For all of Waugh's great attributes on the cricket field it his off field demeanor that further enhance the worth of the man. He built a number of schools and houses for orphan children in India. He makes it a point to fly down regularly to oversee this work. His other charity works makes him a special human being. For all his toughness on the field he is indeed a soft man off it. His regular visits to cancer patients giving them heart and inspiration is the mark of a great man.
It is then not surprising that as the shadows lengthened at the Sydney Cricket Ground (his homeground) on 6th January 2004 and a legend crossed the boundary ropes a whole nation and a whole sporting fraternity rose as one to applaud him. The thirty odd thousand Australian fans had come waving red rags, similar to the one he had carried with him on the field for the major part of his career and the ever impassive face of Stephen Roger Waugh showed for the first and last time emotion. As his teammates took turns carrying him on their shoulders on a lap around his ground you could see hardened men cry and the outpouring of emotion across the length and breadth of a great cricketing nation as it stood to give one of its favourite sons a fitting farewell.
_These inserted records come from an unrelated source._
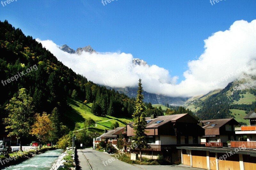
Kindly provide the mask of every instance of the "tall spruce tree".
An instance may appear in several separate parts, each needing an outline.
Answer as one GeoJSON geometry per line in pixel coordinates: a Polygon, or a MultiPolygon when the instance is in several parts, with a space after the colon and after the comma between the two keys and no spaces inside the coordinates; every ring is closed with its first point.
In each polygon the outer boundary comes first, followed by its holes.
{"type": "Polygon", "coordinates": [[[133,129],[135,134],[132,139],[134,141],[134,143],[138,146],[138,149],[140,151],[141,161],[141,150],[143,148],[147,148],[147,145],[146,135],[145,133],[147,122],[145,119],[146,107],[143,102],[144,97],[142,94],[143,88],[141,86],[141,80],[140,78],[139,80],[138,85],[139,87],[137,91],[137,98],[135,102],[135,111],[132,115],[134,122],[133,129]]]}

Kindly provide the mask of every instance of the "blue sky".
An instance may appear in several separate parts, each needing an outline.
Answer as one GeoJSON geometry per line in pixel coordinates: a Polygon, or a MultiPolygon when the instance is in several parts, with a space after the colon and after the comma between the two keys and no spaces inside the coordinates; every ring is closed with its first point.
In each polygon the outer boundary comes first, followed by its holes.
{"type": "Polygon", "coordinates": [[[188,62],[204,52],[212,34],[236,21],[256,19],[256,1],[14,0],[0,4],[6,19],[26,35],[67,44],[90,44],[100,52],[120,51],[185,78],[188,62]]]}

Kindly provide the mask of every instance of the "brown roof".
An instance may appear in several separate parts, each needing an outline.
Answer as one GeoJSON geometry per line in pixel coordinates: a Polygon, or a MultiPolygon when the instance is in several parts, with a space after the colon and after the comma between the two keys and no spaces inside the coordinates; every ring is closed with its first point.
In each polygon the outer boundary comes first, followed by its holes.
{"type": "Polygon", "coordinates": [[[116,137],[117,136],[113,134],[123,128],[124,127],[118,127],[116,128],[115,130],[108,130],[107,133],[103,133],[99,137],[116,137]]]}
{"type": "MultiPolygon", "coordinates": [[[[198,121],[187,113],[166,115],[157,116],[155,119],[151,119],[150,117],[145,118],[146,121],[152,121],[146,125],[146,128],[151,129],[157,128],[169,122],[186,122],[197,123],[198,121]],[[156,123],[158,121],[162,122],[156,123]]],[[[128,124],[132,126],[133,122],[130,123],[128,124]]]]}
{"type": "Polygon", "coordinates": [[[256,113],[255,110],[250,112],[244,118],[245,119],[249,119],[253,118],[256,118],[256,113]]]}
{"type": "Polygon", "coordinates": [[[124,132],[124,128],[126,127],[123,127],[122,128],[119,130],[116,131],[116,132],[112,134],[113,135],[119,135],[120,134],[120,132],[122,132],[122,135],[127,134],[127,129],[126,129],[126,131],[124,132]]]}
{"type": "Polygon", "coordinates": [[[202,127],[205,129],[205,135],[220,135],[220,128],[230,121],[237,125],[239,124],[239,123],[233,118],[212,119],[202,121],[204,124],[205,125],[202,127]]]}

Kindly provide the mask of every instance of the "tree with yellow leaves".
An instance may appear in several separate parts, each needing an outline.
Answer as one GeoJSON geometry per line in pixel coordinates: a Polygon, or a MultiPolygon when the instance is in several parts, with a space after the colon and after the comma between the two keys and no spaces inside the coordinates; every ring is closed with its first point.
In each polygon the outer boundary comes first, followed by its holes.
{"type": "Polygon", "coordinates": [[[30,134],[35,135],[39,140],[39,148],[42,147],[42,142],[46,140],[50,132],[52,130],[49,117],[46,112],[43,112],[42,116],[37,113],[35,115],[35,122],[32,125],[30,134]]]}

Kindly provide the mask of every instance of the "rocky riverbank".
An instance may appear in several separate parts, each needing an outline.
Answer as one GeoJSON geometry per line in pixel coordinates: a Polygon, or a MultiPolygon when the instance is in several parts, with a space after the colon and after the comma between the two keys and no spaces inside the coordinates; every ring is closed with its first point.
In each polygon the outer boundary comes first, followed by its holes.
{"type": "Polygon", "coordinates": [[[30,150],[23,152],[15,152],[1,155],[0,159],[0,169],[16,165],[36,155],[44,153],[47,151],[56,149],[55,147],[43,148],[40,149],[30,150]]]}
{"type": "MultiPolygon", "coordinates": [[[[69,148],[61,154],[55,161],[50,170],[57,170],[63,168],[68,168],[71,169],[76,169],[75,163],[75,154],[72,155],[72,148],[69,148]]],[[[75,149],[73,151],[74,153],[75,149]]]]}

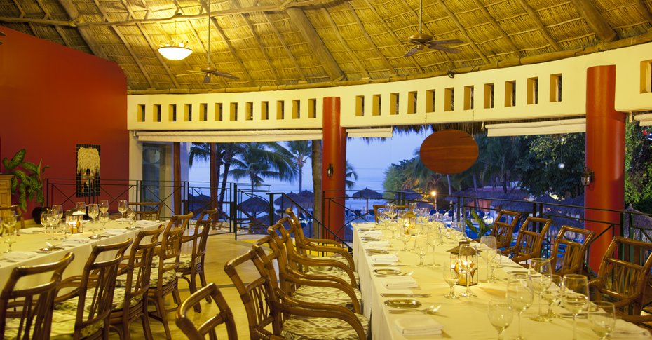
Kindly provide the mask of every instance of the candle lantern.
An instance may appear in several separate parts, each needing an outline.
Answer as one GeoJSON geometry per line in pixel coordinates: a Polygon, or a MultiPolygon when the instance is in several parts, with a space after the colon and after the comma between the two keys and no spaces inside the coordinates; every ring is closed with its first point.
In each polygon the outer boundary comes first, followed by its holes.
{"type": "Polygon", "coordinates": [[[83,233],[83,212],[76,210],[66,212],[66,228],[69,233],[83,233]]]}

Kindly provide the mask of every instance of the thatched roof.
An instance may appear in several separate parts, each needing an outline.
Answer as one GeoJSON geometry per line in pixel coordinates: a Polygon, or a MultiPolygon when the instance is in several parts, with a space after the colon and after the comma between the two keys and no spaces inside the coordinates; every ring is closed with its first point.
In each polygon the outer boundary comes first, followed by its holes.
{"type": "MultiPolygon", "coordinates": [[[[458,54],[403,57],[418,0],[4,1],[0,25],[118,63],[131,93],[243,91],[383,82],[560,59],[647,42],[650,1],[425,1],[423,33],[458,54]],[[239,77],[182,76],[206,65],[239,77]],[[187,41],[182,61],[159,43],[187,41]]],[[[1,31],[1,29],[0,29],[1,31]]],[[[5,43],[2,48],[8,48],[5,43]]]]}

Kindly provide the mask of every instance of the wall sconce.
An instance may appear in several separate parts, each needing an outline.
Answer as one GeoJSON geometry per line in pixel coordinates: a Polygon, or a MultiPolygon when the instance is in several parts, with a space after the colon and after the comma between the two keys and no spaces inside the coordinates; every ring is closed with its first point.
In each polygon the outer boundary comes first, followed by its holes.
{"type": "Polygon", "coordinates": [[[593,170],[589,169],[588,167],[584,167],[580,181],[582,182],[582,185],[588,186],[593,182],[593,170]]]}

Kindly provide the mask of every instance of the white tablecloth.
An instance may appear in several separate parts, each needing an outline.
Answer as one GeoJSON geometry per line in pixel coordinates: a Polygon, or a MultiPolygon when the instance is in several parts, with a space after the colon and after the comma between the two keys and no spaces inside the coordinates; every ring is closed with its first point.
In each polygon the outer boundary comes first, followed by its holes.
{"type": "MultiPolygon", "coordinates": [[[[419,283],[418,288],[388,290],[383,285],[383,278],[373,274],[372,271],[380,268],[390,268],[373,266],[371,254],[365,251],[367,243],[360,240],[358,229],[374,228],[372,223],[354,224],[353,228],[353,259],[355,268],[360,278],[360,286],[364,303],[364,314],[370,318],[372,325],[372,334],[374,339],[437,339],[437,337],[459,339],[495,339],[496,331],[489,323],[487,318],[487,301],[490,298],[505,297],[506,280],[501,280],[497,283],[488,283],[480,282],[478,285],[472,286],[471,291],[477,295],[475,298],[460,298],[459,299],[445,299],[443,296],[447,294],[449,287],[442,275],[442,268],[428,267],[419,267],[419,257],[414,252],[400,251],[402,249],[403,243],[398,240],[390,240],[392,248],[388,249],[390,253],[396,254],[399,257],[399,264],[407,265],[398,266],[396,268],[405,272],[414,271],[414,277],[419,283]],[[437,315],[428,315],[434,318],[437,322],[443,325],[443,334],[440,336],[403,336],[395,325],[396,319],[400,318],[421,317],[422,313],[409,313],[404,314],[390,314],[388,307],[384,306],[385,301],[390,299],[381,297],[382,293],[411,293],[411,294],[429,294],[430,297],[414,298],[420,301],[426,308],[432,304],[442,304],[442,308],[437,315]]],[[[411,242],[414,247],[414,238],[411,242]]],[[[454,247],[453,243],[447,243],[437,247],[435,257],[437,263],[442,264],[444,260],[449,256],[447,250],[454,247]]],[[[410,248],[410,244],[408,245],[410,248]]],[[[426,256],[426,264],[432,262],[433,254],[429,252],[426,256]]],[[[506,272],[522,269],[516,264],[506,257],[503,258],[501,268],[496,270],[496,276],[502,279],[507,276],[506,272]]],[[[484,261],[480,259],[478,269],[481,281],[486,278],[487,266],[484,261]]],[[[456,287],[456,293],[461,293],[466,288],[462,286],[456,287]]],[[[412,299],[412,298],[411,298],[412,299]]],[[[533,305],[522,315],[521,327],[525,337],[531,340],[550,339],[567,339],[572,338],[573,323],[572,319],[556,318],[551,322],[538,322],[530,320],[538,312],[538,298],[535,297],[533,305]]],[[[543,304],[543,310],[547,307],[543,304]]],[[[555,311],[565,312],[560,307],[556,307],[555,311]]],[[[512,325],[505,330],[505,339],[512,339],[517,335],[518,322],[517,315],[514,313],[512,325]]],[[[585,320],[578,320],[578,339],[597,339],[598,336],[589,328],[585,320]]],[[[640,339],[640,338],[637,338],[640,339]]]]}
{"type": "MultiPolygon", "coordinates": [[[[95,222],[95,224],[89,224],[90,222],[86,222],[85,224],[84,232],[81,233],[76,234],[68,234],[68,238],[71,240],[74,240],[77,238],[86,238],[93,235],[93,233],[90,231],[90,228],[100,228],[101,224],[99,222],[95,222]]],[[[167,222],[162,222],[161,224],[167,224],[167,222]]],[[[66,268],[66,271],[64,272],[63,277],[67,278],[73,275],[81,274],[83,270],[84,264],[86,263],[86,259],[88,258],[88,256],[90,254],[90,252],[93,249],[93,246],[95,245],[105,245],[110,243],[117,243],[125,240],[131,238],[132,239],[135,238],[136,234],[142,230],[147,230],[151,229],[156,229],[158,227],[158,225],[153,226],[144,227],[142,229],[137,229],[135,230],[126,230],[125,227],[128,224],[119,224],[115,221],[109,221],[107,225],[106,229],[107,230],[110,229],[121,229],[124,230],[123,233],[112,233],[109,237],[102,238],[96,240],[90,240],[86,243],[79,243],[74,244],[74,245],[64,247],[62,250],[55,250],[51,252],[38,252],[33,257],[19,261],[18,262],[8,262],[6,261],[3,261],[1,259],[5,255],[4,254],[0,254],[0,289],[4,287],[5,284],[7,282],[7,279],[9,277],[10,273],[13,268],[18,266],[34,266],[36,264],[47,264],[50,262],[55,262],[56,261],[60,260],[63,256],[68,252],[72,252],[75,254],[74,259],[72,262],[66,268]]],[[[102,231],[97,230],[97,233],[102,233],[102,231]]],[[[107,235],[109,235],[107,233],[107,235]]],[[[50,235],[49,232],[43,233],[29,233],[29,234],[21,234],[18,236],[16,236],[15,243],[13,244],[11,248],[13,251],[15,252],[38,252],[39,249],[45,247],[47,246],[46,242],[50,243],[54,245],[57,245],[59,243],[62,243],[63,240],[49,240],[50,235]]],[[[56,237],[59,238],[63,238],[62,233],[56,234],[56,237]]],[[[2,242],[0,239],[0,242],[2,242]]],[[[68,243],[73,244],[73,243],[68,243]]],[[[1,251],[4,251],[7,249],[6,244],[2,244],[0,247],[1,251]]],[[[128,252],[125,254],[128,254],[128,252]]],[[[25,281],[23,283],[19,282],[19,287],[23,287],[25,285],[32,285],[36,284],[41,280],[47,280],[49,278],[50,276],[42,276],[40,278],[34,278],[34,280],[32,281],[25,281]]]]}

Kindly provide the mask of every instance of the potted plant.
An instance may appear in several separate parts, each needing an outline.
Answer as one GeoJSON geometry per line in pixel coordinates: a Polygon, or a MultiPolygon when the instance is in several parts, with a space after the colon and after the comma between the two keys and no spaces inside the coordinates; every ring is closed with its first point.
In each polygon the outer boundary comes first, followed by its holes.
{"type": "MultiPolygon", "coordinates": [[[[2,159],[5,173],[13,175],[11,189],[18,200],[18,206],[22,211],[27,210],[27,199],[34,200],[41,205],[45,202],[43,173],[50,168],[48,165],[42,166],[42,159],[39,161],[39,164],[25,161],[26,152],[25,149],[21,149],[11,160],[6,157],[2,159]]],[[[41,210],[42,207],[36,207],[32,213],[36,223],[40,223],[41,210]]]]}

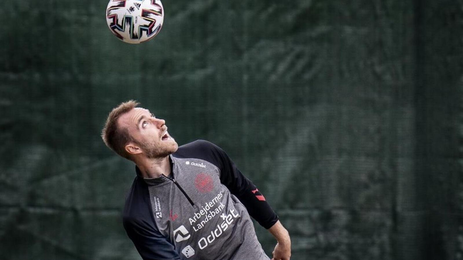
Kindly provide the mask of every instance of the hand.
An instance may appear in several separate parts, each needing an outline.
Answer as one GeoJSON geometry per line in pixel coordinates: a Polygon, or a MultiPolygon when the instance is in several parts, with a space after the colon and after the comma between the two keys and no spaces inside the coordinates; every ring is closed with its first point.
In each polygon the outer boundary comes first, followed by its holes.
{"type": "Polygon", "coordinates": [[[291,256],[291,242],[284,244],[277,243],[272,254],[273,255],[272,260],[289,260],[291,256]]]}

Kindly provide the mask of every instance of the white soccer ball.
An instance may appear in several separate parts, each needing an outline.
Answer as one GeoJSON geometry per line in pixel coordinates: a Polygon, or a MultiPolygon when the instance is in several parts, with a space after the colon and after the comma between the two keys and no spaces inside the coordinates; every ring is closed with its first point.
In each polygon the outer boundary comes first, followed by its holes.
{"type": "Polygon", "coordinates": [[[106,22],[119,39],[139,43],[153,38],[161,31],[164,8],[160,0],[109,0],[106,22]]]}

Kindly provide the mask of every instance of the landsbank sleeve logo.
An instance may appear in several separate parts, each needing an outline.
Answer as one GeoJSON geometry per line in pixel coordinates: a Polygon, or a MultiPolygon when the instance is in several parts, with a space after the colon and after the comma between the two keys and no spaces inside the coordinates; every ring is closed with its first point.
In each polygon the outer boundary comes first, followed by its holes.
{"type": "Polygon", "coordinates": [[[190,236],[189,234],[188,234],[188,230],[183,225],[174,230],[174,237],[175,237],[175,242],[181,242],[186,240],[189,238],[190,236]]]}

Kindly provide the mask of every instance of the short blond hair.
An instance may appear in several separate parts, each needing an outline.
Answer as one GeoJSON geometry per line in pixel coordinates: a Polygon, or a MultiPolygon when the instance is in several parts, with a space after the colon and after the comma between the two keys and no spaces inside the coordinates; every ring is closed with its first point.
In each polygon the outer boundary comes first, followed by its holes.
{"type": "Polygon", "coordinates": [[[139,105],[140,103],[136,101],[130,100],[122,102],[113,109],[106,119],[105,127],[101,130],[101,138],[106,146],[116,154],[131,161],[132,159],[125,150],[125,146],[127,143],[134,140],[129,134],[126,128],[119,127],[118,120],[121,115],[129,112],[139,105]]]}

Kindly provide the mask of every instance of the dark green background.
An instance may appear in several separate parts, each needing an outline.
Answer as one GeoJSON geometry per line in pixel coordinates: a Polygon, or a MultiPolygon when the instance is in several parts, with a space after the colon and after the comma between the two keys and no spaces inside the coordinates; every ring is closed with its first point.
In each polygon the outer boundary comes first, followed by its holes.
{"type": "Polygon", "coordinates": [[[140,259],[99,136],[133,99],[227,152],[292,259],[463,259],[463,1],[165,0],[139,45],[107,4],[0,4],[0,259],[140,259]]]}

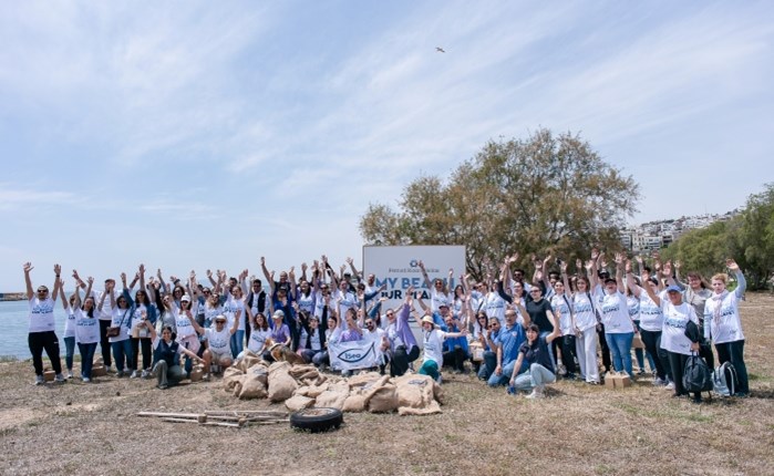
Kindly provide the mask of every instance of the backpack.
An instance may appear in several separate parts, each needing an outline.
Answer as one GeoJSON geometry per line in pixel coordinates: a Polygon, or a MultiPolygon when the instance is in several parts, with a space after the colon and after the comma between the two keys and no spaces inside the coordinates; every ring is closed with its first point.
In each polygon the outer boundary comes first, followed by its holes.
{"type": "Polygon", "coordinates": [[[733,396],[736,393],[736,369],[731,362],[718,365],[712,372],[712,390],[721,396],[733,396]]]}
{"type": "Polygon", "coordinates": [[[699,355],[692,354],[685,361],[682,385],[687,392],[709,392],[713,389],[712,371],[699,355]]]}

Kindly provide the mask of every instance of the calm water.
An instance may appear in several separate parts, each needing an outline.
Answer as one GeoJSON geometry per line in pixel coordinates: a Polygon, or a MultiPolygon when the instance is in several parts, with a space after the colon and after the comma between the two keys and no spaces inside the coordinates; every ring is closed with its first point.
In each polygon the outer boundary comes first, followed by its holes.
{"type": "MultiPolygon", "coordinates": [[[[30,348],[27,344],[27,327],[29,304],[27,301],[0,301],[0,355],[13,355],[19,359],[30,359],[30,348]]],[[[60,354],[64,359],[64,309],[56,300],[54,309],[56,319],[56,337],[59,337],[60,354]]],[[[75,348],[78,353],[78,348],[75,348]]],[[[45,355],[45,353],[43,354],[45,355]]]]}

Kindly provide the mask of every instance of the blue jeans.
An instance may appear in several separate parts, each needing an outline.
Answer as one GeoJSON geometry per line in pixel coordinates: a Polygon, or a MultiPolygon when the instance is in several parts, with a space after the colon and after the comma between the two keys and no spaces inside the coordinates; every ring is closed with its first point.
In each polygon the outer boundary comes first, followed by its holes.
{"type": "Polygon", "coordinates": [[[438,372],[438,364],[432,360],[424,361],[417,373],[420,375],[430,375],[433,380],[438,380],[438,375],[441,375],[438,372]]]}
{"type": "Polygon", "coordinates": [[[481,369],[478,369],[478,379],[488,381],[496,366],[497,354],[492,351],[484,351],[484,362],[482,362],[481,369]]]}
{"type": "MultiPolygon", "coordinates": [[[[510,379],[510,376],[508,376],[510,379]]],[[[516,390],[530,390],[536,386],[556,382],[556,375],[539,363],[529,365],[529,370],[516,376],[514,387],[516,390]]]]}
{"type": "Polygon", "coordinates": [[[73,370],[73,355],[75,354],[75,338],[64,338],[64,364],[68,370],[73,370]]]}
{"type": "Polygon", "coordinates": [[[631,372],[631,341],[634,339],[633,332],[623,332],[621,334],[605,333],[605,340],[610,348],[612,354],[612,368],[616,372],[626,370],[632,379],[634,374],[631,372]]]}
{"type": "Polygon", "coordinates": [[[94,352],[96,352],[96,342],[91,344],[78,344],[78,351],[81,353],[81,377],[92,377],[92,365],[94,364],[94,352]]]}
{"type": "Polygon", "coordinates": [[[231,334],[231,356],[237,358],[245,350],[245,331],[236,331],[231,334]]]}
{"type": "MultiPolygon", "coordinates": [[[[507,385],[508,382],[510,382],[510,375],[514,373],[514,365],[516,365],[516,361],[512,360],[505,366],[503,368],[503,373],[497,375],[494,370],[492,371],[492,375],[489,375],[489,380],[486,382],[487,385],[489,386],[502,386],[502,385],[507,385]]],[[[497,362],[495,362],[495,368],[497,368],[497,362]]]]}
{"type": "Polygon", "coordinates": [[[132,343],[128,339],[124,339],[118,342],[111,342],[111,348],[113,349],[113,360],[115,361],[115,369],[118,372],[124,371],[124,360],[126,362],[126,370],[134,370],[134,358],[132,356],[132,343]]]}

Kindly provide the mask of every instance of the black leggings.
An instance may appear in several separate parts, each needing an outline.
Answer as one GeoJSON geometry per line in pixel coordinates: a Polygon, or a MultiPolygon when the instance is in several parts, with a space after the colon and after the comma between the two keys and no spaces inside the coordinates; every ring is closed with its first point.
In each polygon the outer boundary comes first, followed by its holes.
{"type": "Polygon", "coordinates": [[[151,354],[151,338],[130,338],[130,342],[132,343],[132,360],[134,362],[134,368],[140,369],[137,366],[137,358],[140,356],[140,346],[143,346],[143,370],[151,370],[151,363],[152,363],[152,354],[151,354]]]}
{"type": "MultiPolygon", "coordinates": [[[[554,342],[557,340],[554,339],[554,342]]],[[[575,335],[567,334],[561,337],[561,363],[565,364],[568,374],[575,374],[577,372],[575,365],[575,335]]]]}
{"type": "Polygon", "coordinates": [[[107,340],[107,328],[111,327],[111,323],[110,320],[100,319],[100,349],[102,349],[102,363],[104,363],[105,366],[111,366],[113,364],[111,343],[107,340]]]}
{"type": "Polygon", "coordinates": [[[392,352],[390,360],[390,376],[401,376],[409,370],[409,363],[420,358],[420,348],[411,346],[411,351],[406,352],[405,345],[399,345],[392,352]]]}
{"type": "Polygon", "coordinates": [[[62,373],[62,361],[59,360],[59,339],[54,331],[30,332],[27,343],[30,345],[35,375],[43,375],[43,350],[45,350],[54,372],[58,375],[62,373]]]}
{"type": "MultiPolygon", "coordinates": [[[[682,375],[689,356],[669,351],[667,351],[667,354],[669,355],[669,366],[672,369],[672,379],[674,380],[674,394],[677,396],[688,395],[689,392],[682,385],[682,375]]],[[[693,392],[693,397],[701,400],[701,392],[693,392]]]]}
{"type": "Polygon", "coordinates": [[[597,324],[597,341],[599,342],[599,348],[602,350],[602,365],[605,365],[605,372],[610,372],[612,361],[610,360],[610,348],[605,337],[605,324],[602,323],[597,324]]]}
{"type": "Polygon", "coordinates": [[[653,358],[656,376],[661,380],[667,380],[667,374],[671,374],[672,372],[668,370],[670,364],[667,351],[661,349],[661,331],[640,329],[640,338],[642,338],[646,351],[653,358]]]}

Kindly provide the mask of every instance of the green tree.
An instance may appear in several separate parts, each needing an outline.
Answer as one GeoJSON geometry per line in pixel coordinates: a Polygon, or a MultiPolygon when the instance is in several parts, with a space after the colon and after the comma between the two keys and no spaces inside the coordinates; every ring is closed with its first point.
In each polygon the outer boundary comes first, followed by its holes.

Goodbye Steve "Tugga" Waugh and thank you for all those memories
His statistics read 168 Tests played scoring 10,927 runs at an average of 51.06. However, to judge Steve by this is to not judge him at all. As C L R James, that remarkable Caribbean intellectual, posed the question in his book, Beyond the Boundary "What do they know of cricket who only cricket know?". Indeed school children are encouraged to play cricket for it was said it built character. It taught young boys what it means to fight and battle through personal problems. It taught young men the meaning of team spirit, camaraderie and most importantly the respect that had to be given to peers and opponents alike. If ever cricket and cricketers needed an idol here was one.